After vetoing an open-ended moratorium on harvesting horseshoe crabs last month, the New Jersey Marine Fisheries Council yesterday unanimously endorsed a one-year moratorium.
Whether it actually will take effect is unclear.
Environmentalists and bird biologists had sought the limit to help the red knot, a small shorebird that feeds on the crab eggs.
The bird, which migrates from the tip of South America to the Arctic, stops on Delaware Bay to refuel just as the crabs are coming ashore to spawn.
Heavy crab harvests in the 1990s led to a reduction in the number of crabs, and the birds have declined as well. Biologists say they could go extinct in a matter of years.
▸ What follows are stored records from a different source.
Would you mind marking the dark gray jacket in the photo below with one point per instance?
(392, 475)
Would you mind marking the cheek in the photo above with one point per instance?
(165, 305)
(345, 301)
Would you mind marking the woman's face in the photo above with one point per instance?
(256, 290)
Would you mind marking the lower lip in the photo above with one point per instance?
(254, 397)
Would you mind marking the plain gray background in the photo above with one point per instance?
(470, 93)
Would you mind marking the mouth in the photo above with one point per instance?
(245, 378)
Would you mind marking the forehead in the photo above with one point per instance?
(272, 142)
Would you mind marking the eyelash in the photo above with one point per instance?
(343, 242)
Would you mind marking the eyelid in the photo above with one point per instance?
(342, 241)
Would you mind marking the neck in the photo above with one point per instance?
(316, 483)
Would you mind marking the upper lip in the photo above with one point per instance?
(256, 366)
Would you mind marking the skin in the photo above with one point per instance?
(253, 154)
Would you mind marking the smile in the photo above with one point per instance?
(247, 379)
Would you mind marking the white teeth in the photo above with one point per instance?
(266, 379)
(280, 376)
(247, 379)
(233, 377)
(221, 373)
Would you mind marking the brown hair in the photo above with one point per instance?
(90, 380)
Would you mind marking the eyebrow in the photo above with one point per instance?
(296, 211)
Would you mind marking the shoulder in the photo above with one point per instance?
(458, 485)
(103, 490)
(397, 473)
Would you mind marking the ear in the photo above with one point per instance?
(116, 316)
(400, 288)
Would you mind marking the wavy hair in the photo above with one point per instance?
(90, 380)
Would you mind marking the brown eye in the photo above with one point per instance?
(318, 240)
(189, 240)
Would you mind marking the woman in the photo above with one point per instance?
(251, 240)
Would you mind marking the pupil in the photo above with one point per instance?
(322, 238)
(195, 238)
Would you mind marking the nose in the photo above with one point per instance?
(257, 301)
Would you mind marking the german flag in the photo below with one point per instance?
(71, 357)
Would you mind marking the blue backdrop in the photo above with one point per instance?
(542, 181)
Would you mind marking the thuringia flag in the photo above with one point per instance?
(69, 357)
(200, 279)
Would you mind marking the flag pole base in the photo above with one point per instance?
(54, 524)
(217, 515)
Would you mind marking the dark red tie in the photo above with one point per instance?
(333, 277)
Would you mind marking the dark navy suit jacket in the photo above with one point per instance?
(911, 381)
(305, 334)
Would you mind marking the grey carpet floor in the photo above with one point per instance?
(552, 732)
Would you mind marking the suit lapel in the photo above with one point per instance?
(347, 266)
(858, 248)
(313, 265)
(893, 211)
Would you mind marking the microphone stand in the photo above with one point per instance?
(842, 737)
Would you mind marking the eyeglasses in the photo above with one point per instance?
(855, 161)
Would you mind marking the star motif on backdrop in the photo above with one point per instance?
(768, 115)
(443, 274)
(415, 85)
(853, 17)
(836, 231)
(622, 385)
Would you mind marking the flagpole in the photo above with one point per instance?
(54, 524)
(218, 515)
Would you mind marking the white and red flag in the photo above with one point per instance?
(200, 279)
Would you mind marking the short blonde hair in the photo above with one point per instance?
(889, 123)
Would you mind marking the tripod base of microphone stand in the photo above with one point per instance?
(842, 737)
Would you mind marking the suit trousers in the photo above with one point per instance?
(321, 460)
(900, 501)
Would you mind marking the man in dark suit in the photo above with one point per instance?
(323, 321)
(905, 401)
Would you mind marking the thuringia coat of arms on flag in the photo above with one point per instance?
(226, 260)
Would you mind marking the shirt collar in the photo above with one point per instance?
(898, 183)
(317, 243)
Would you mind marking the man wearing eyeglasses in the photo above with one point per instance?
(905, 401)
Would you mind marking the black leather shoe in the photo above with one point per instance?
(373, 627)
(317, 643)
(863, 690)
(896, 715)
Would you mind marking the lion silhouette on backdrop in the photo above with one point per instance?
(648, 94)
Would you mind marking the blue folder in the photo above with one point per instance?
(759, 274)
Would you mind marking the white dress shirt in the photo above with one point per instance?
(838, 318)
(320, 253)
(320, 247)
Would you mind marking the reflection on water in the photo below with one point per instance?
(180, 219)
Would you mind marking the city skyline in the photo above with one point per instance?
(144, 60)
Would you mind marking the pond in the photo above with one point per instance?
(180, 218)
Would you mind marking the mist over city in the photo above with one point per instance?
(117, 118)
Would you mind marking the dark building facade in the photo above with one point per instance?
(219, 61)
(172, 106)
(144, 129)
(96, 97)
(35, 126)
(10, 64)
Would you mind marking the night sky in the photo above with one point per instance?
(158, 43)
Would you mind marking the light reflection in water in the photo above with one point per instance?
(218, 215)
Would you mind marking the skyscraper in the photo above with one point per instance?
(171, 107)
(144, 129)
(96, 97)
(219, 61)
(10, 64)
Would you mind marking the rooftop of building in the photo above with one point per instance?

But yesterday’s action still left the question of the harvest in limbo, returning the issue to the state Department of Environmental Protection.
The council only has the authority to approve or veto proposals by the DEP. It cannot initiate measures itself.
“Basically, what we did is reverse the process,” said council member Edward Goldman. “We’re saying to the commissioner, ‘This is what we like.’ ”
It’s now up to commissioner Lisa P. Jackson “to say whether she’s on board,” Goldman said.
The DEP did not immediately comment on the action.
The moratorium would last for one year, and then allow a males-only harvest of 100,000 crabs, which conforms to limits set by a multistate fisheries agency, the Atlantic States Marine Fisheries Commission.
The crabs are used as bait for conch and eel, which are exported to the Asian food market.
Environmentalists who had pushed for the moratorium criticized the action as too little, too late.
Since last month’s veto, the groups initiated bills in both houses of the state legislature and have been pushing for their passage before a six-week recess later this month.
They vowed to continue.
“The legislature is poised to intervene to protect the public’s interests in conservation of the state’s irreplaceable natural resources. This half-hearted measure won’t change that,” Delaware Riverkeeper Maya van Rossum said in a statement today.
The pending legislation would continue the moratorium until the red knot population has recovered or until the adoption of a fisheries management plan that guarantees a more-than-adequate number of eggs for the birds.
“Anything short of that is inadequate and unacceptable,” said Eric Stiles, New Jersey Audubon’s vice president for conservation, in a statement.
But Erling Berg, a member of the council, said the issue did not belong in the legislature. “This is a more proper process,” he said. He said the council felt yesterday’s vote would return control of the resource to them, “which is where it belongs.”